Community Organizing & Grassroots Fundraising – A Match Made for Movement-Building
Held March 29, 2018
If we’ve learned one thing in our years of organizing across the LGBTQ+ South, it’s that there is a wealth of creative and inspiring grassroots leaders across the region – in rural areas, small towns, and big cities – working tirelessly to make lasting change in their hometowns. These same groups often fund their work out of their own pockets and face multiple barriers to accessing adequate funding for their work. This interactive and resource-packed free webinar explored how fundraising is inherently tied to the work of movement-building, how fundraising can be a form of radical self-empowerment, and provided a comprehensive introduction to grassroots fundraising – including crafting an annual fundraising plan and exploring different fundraising strategies.
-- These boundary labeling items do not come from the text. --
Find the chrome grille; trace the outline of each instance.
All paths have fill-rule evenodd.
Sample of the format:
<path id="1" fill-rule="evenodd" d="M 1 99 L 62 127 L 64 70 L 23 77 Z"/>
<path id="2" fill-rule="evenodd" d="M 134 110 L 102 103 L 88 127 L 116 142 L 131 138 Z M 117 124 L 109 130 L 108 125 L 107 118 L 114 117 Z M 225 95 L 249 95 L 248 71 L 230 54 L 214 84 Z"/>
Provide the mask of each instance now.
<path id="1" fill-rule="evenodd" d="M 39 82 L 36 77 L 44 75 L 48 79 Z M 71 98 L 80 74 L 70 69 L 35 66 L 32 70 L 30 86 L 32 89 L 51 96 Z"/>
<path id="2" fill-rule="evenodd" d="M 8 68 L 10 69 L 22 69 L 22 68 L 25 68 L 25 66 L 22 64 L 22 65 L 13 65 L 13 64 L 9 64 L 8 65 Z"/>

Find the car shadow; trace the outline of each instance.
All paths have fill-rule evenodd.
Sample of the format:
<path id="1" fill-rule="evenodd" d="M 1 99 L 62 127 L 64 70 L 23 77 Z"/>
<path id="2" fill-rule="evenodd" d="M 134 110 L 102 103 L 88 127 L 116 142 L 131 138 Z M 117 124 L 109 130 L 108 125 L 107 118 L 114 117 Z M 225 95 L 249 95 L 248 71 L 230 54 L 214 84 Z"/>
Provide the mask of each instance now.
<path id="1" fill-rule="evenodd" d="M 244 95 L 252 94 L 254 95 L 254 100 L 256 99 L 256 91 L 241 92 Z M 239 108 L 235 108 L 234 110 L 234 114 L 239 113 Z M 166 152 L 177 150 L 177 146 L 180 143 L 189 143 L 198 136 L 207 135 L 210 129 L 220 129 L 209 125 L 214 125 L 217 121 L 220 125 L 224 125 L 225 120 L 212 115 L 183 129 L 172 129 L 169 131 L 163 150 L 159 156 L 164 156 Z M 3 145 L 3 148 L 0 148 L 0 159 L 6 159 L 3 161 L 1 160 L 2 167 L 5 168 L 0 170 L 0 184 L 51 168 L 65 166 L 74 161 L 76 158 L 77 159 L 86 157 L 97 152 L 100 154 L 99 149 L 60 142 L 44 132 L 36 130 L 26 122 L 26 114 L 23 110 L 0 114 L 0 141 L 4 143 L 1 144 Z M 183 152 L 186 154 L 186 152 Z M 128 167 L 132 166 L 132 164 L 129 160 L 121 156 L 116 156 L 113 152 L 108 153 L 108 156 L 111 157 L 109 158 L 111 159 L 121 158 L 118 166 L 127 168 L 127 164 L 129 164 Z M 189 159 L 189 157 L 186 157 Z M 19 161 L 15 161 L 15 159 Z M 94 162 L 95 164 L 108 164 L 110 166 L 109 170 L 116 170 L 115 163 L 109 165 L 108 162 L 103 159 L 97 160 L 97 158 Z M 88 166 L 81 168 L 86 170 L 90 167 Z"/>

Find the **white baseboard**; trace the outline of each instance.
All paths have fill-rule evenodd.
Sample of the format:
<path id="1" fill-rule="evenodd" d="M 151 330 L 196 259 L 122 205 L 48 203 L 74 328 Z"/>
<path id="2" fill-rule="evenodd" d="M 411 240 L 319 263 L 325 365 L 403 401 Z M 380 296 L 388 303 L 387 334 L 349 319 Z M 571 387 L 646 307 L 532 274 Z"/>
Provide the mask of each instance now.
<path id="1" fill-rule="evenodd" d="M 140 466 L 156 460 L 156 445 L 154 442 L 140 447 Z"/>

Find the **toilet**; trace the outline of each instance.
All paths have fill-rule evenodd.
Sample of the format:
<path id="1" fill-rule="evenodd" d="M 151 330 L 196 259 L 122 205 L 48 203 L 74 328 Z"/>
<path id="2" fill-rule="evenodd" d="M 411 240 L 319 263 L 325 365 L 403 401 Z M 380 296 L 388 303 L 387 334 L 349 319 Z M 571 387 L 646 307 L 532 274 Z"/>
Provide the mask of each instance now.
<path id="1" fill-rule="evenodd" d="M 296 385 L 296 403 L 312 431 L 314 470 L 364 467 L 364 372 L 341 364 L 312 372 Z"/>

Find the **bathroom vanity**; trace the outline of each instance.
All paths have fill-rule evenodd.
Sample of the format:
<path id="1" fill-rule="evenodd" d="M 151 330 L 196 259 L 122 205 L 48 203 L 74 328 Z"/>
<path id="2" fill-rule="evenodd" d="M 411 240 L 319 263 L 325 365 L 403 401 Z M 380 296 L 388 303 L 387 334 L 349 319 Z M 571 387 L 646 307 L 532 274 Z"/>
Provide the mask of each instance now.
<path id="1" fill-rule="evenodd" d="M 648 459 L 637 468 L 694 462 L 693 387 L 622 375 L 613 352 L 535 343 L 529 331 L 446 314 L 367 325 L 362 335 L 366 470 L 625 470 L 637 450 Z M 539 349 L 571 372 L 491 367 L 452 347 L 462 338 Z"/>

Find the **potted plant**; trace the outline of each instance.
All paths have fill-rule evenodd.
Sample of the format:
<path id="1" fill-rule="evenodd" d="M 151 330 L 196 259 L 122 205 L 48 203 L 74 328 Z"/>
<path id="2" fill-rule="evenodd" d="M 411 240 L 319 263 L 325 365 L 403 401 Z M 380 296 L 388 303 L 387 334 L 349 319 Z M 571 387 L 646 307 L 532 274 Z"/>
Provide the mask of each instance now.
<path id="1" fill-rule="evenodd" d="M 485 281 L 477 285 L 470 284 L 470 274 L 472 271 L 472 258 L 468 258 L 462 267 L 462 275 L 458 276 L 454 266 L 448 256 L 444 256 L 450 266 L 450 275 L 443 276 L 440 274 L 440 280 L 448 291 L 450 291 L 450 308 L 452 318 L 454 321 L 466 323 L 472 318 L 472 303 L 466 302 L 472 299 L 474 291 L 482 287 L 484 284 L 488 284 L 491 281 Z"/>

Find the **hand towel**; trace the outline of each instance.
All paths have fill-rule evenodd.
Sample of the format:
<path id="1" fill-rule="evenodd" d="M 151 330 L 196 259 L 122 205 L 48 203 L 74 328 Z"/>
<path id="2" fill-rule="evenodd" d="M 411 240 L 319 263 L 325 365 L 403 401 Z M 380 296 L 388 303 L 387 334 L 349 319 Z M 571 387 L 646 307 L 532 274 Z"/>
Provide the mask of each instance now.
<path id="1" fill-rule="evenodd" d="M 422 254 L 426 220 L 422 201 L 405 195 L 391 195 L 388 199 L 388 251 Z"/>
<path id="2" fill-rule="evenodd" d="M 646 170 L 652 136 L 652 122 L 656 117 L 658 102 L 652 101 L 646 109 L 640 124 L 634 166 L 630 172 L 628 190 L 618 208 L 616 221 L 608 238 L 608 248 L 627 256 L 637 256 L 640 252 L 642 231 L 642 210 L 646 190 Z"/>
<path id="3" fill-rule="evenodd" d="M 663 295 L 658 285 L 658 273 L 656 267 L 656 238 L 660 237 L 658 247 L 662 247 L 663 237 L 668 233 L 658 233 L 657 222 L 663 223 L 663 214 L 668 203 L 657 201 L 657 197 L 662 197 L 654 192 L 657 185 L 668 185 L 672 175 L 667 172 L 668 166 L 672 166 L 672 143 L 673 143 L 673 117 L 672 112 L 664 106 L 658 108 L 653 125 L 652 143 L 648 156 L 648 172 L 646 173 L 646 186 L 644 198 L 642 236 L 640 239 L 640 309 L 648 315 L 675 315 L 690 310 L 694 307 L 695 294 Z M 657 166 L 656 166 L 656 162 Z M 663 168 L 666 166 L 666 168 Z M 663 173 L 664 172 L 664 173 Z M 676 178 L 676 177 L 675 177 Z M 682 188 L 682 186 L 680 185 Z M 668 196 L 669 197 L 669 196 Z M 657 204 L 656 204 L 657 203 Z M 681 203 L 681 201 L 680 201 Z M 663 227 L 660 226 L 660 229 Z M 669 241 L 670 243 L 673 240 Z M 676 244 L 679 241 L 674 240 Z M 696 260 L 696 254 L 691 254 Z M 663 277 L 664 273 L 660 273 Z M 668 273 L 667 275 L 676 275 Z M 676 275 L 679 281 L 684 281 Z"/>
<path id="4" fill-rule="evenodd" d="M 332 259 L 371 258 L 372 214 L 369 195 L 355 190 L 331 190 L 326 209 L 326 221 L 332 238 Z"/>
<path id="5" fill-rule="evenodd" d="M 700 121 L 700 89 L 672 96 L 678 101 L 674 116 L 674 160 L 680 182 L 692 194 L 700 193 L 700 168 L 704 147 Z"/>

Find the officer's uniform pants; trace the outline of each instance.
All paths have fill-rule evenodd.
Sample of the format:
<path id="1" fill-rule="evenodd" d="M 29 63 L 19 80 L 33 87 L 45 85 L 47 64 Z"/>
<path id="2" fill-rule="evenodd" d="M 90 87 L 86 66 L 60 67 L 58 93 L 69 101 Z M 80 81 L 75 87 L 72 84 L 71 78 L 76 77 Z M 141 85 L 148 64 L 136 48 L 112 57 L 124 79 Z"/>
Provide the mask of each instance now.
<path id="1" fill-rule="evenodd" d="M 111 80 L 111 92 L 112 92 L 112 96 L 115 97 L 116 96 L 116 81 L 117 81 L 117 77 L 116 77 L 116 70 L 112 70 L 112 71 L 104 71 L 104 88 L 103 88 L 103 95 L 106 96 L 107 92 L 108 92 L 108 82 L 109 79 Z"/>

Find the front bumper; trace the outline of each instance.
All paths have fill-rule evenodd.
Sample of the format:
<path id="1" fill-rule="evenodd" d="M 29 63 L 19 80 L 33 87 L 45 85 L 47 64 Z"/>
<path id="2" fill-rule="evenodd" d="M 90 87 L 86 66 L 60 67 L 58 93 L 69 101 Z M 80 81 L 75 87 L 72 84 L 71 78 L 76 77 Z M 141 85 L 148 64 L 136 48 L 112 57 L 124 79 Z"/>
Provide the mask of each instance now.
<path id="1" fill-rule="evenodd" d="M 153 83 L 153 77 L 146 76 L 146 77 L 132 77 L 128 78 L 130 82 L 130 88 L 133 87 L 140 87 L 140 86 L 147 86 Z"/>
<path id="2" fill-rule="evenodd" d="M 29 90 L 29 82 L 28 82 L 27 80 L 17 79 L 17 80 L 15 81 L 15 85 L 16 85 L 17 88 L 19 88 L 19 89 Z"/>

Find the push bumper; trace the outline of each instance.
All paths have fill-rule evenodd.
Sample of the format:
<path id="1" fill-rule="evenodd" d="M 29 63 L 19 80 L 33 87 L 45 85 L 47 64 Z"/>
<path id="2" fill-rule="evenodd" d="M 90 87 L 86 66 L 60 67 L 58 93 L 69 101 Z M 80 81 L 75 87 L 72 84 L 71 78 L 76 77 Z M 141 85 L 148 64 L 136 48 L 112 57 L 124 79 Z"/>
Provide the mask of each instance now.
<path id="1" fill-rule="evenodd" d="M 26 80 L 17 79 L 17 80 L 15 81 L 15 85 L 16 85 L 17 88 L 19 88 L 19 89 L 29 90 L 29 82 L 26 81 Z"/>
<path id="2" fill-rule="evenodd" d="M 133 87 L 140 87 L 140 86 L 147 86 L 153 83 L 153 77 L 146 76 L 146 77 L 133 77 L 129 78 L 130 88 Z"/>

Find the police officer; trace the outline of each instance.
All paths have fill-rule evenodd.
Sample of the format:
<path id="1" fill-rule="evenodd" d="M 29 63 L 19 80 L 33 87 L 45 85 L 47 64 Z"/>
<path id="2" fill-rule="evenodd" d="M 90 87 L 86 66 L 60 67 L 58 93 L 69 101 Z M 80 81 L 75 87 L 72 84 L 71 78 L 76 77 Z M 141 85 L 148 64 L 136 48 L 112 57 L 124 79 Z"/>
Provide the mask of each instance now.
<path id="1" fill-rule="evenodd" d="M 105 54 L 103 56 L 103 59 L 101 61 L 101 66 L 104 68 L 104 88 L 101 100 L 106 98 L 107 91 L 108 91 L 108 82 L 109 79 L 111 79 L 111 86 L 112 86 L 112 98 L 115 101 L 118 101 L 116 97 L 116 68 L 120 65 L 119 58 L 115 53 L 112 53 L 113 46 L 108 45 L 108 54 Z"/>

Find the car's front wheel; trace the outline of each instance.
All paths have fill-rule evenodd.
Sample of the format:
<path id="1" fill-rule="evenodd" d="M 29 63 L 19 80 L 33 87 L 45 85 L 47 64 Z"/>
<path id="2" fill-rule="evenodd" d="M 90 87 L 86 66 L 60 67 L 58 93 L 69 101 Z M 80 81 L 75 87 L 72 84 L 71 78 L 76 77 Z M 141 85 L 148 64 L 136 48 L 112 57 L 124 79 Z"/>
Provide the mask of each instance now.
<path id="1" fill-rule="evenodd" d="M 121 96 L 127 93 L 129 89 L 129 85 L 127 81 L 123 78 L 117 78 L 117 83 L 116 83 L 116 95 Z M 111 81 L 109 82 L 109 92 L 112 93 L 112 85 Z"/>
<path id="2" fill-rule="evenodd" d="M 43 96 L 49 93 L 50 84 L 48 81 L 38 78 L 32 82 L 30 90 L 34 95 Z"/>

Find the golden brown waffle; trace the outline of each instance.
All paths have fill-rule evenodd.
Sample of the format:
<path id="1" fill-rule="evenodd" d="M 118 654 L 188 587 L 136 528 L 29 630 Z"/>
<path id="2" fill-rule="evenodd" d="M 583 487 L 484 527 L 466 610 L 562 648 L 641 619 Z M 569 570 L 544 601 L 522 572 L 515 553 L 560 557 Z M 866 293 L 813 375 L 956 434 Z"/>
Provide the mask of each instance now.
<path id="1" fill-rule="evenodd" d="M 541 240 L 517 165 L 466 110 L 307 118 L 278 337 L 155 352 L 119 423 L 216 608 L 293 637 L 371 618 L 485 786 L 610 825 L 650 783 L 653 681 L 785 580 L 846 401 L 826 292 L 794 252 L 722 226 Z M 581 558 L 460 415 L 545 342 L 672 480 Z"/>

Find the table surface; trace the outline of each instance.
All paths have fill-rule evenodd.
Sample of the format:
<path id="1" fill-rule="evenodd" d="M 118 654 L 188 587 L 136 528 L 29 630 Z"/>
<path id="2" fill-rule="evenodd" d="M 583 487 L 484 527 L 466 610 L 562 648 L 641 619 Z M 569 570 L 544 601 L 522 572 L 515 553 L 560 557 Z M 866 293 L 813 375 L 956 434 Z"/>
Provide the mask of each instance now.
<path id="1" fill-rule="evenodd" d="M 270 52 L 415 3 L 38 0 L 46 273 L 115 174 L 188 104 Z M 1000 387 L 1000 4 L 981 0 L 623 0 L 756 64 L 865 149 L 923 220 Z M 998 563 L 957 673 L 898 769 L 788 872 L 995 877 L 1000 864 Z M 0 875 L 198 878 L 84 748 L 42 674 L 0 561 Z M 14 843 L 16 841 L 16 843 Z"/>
LGBTQ in the South – Telling Your Story with Data
Held May 18, 2017
Data can be a powerful storytelling tool, yet historically there has been a lack of reliable statistics about LGBTQ+ Southerners. But we now have a growing body of data telling an important and multi-layered story about LGBTQ+ Southerners –that ⅓ of all LGBTQ+ people in our country live in the South, that LGBTQ+ Southerners are more likely to be people of color, low-income, and raising families than in any other region in the U.S., and that there are more new HIV infections among men who have sex with men in the South than in any other region. This webinar provided grassroots leaders with an overview of who LGBTQ+ Southerners are, the issues they face, and how to find specific data about their local communities using the Williams Institute online resources.
Applying for 501c3 Status
Held February 21, 2017
When it comes to seeking funding, one of the most common barriers grassroots leaders face is the lack of nonprofit status. Most foundations supporting LGBTQ+ work in the South require that groups have 501c3 status or a fiscal sponsor. This webinar provided overview of what it means to have 501c3 status, what other options are available, and what the steps are to apply. The webinar began by looking at the advantages and disadvantages of seeking 501c3 nonprofit status. The group also discussed all the steps involved in becoming a 501c3, including a question and answer session with Southern LGBTQ+ leaders who have recently secured their 501c3 status.